Malcolm Jolley meets one of the architects of the Etna Risorgimento.

Michele Faro at his just about to open, brand new winery building at Pietradolce on Mount Etna.

This post is part of a series (here) on Sicilian wines, based on a trip to the island that I recently took as a guest of Assovini Sicilia to attend this year’s Sicilia en Primeur.

Sweet stone, that’s how Pietradolce translates into English, and the dark volcanic rocks that have flowed out from Mount Etna are everywhere in and around its high altitude vineyards and even ground into the cement of its brand new, aggressively eco-friendly, winery. The man behind Pietradolce, Michele Faro is one of the principal architects of the Mount Etna wine risorgimento (‘resurgence’). Pietradolce is still a small, and independent winey, making about 7,500 cases, or 90,000 bottles, of Etna Rosso DOC and Etna Bianco DOC, from the indigenous red grapes Nerello Mascalese and Nerello Capuccio, and their white counterpart Carricante. As is the way with the best Italian producers, Faro and Pietradolce combine a fierce loyalty to tradition with a keen eye for innovation, as long as it serves the quality of the wine.

Faro became interested in the potential of his family’s ancestral a little over fifteen years ago, which places him among Mout Etna’s vigneron pioneers. The original family plot is quite amazing. It sits at around 900m above see level on Etna’s north slope, just under the 1km limit for the DOC. (There are vines grown higher than 1,000m but they can only be used for IGP Terre Siciliane wines.) This is vini estrimi, it’s bleak once you get high up on Etna, whose summit was still covered in snow and entertaining us the morning we visited Faro at Prietradilce with a steady plume of smoke and ash. In fact, the oldest vines, which are up to 100 years in age, are in a depression or ‘amphitheater’, protected by old laval flows that break the mountain winds. They sit together alone as bush vines, in the traditional alberello method. Each of the gnarly old vines, which sit on pre-phyloxera European root stalk (see this post, Magic on Mount Etna, on the history of Etna wine production), is crowned with a ‘goblet’ of three shoots, which will be responsible for all of its small yield. This method of planting, Faro explained, means that the vines are never in the shade. Because the grade is steep, the slopes are terraced with dry walls made of the dark lava stones. Stones which aren’t used for terracing, are piled up into pyramids called torretta: small towers. All the vineyard work at Pietradolce is done by hand.
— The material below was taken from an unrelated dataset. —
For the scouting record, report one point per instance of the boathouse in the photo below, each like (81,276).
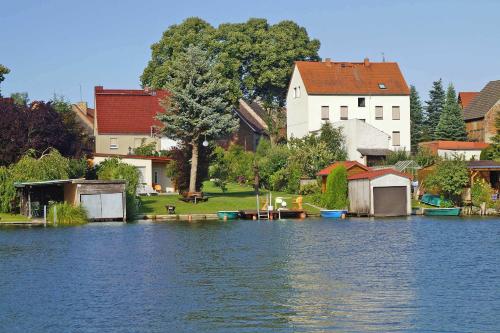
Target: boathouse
(383,192)
(102,199)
Michele Faro calls Mount Etna “an island on an island” and thinks the wines he makes in its cool climate are closer to those of Northern Italy than the ones from other parts of Sicily. While in the hot, dry West of Sicily it’s not unusual to harvest grapes in mid-Summer (at night), Faro typically harvests his grapes in November. While much attention has been paid to Etna’s famous volcanic soils, and the quality of ‘minerality’ they are thought to lend their wines, I wonder if much of their typicity (pure in fruit with a lift of ‘macchia’ or ‘garrigue’ Mediterranean herbaciousness) comes from the climates long and steady growing season.

Wine making at Pietradolce is non-interventionist. New oak is eschewed for steel tanks and larger, old barrels . Faro explained that he is trying to rediscover the “smells of my grandfather’s cellar”, making wines that are true to wines people made for themselves. On my visit, with a group of Italian and international wine journalists, we tasted a few wines. First the Archineri 2016 Bianco, made from pre-phyloxera Carricante vines, grown at 850m. Wow, it was really amazing. Super fresh, lemony, a little salty, but also round and elegant with note of almond. Readers will be reassured to know that, since it was in magnum, I believe I tried a second glass just to be sure of my evaluation.

Michele Faro of Pietradolce points the way forward on Mount Etna.

Then, we tasted two reds. First the Archineri 2010, which was a lovely and alive with red cherry and raspberry notes and crazy long finish. Finally, another vineyard: the Barbagali 2013, which was insanely good. Again, this wine was very much alive with red cherry and raspberry notes, and just a little, and pleasingly, bitter on the finish. There were still some tannins to soften, but it was delicious young. Look for these wines, as well as the second tier Pietradolce labels. (Pietradolce is represented in Ontario by Woodman Wines & Spirits.)

Michele Faro took a chance on the ways of his grandparents, and it’s working out. While Mount Etan seems like one of Europe’s hottest “new” wine regions, I think it’s only getting started. For his part Faro is delighted at the resurgence of interest in wine and agricultural ways on the mountain, in particular the return of young people to the land, just as he did fifteen or twenty years ago.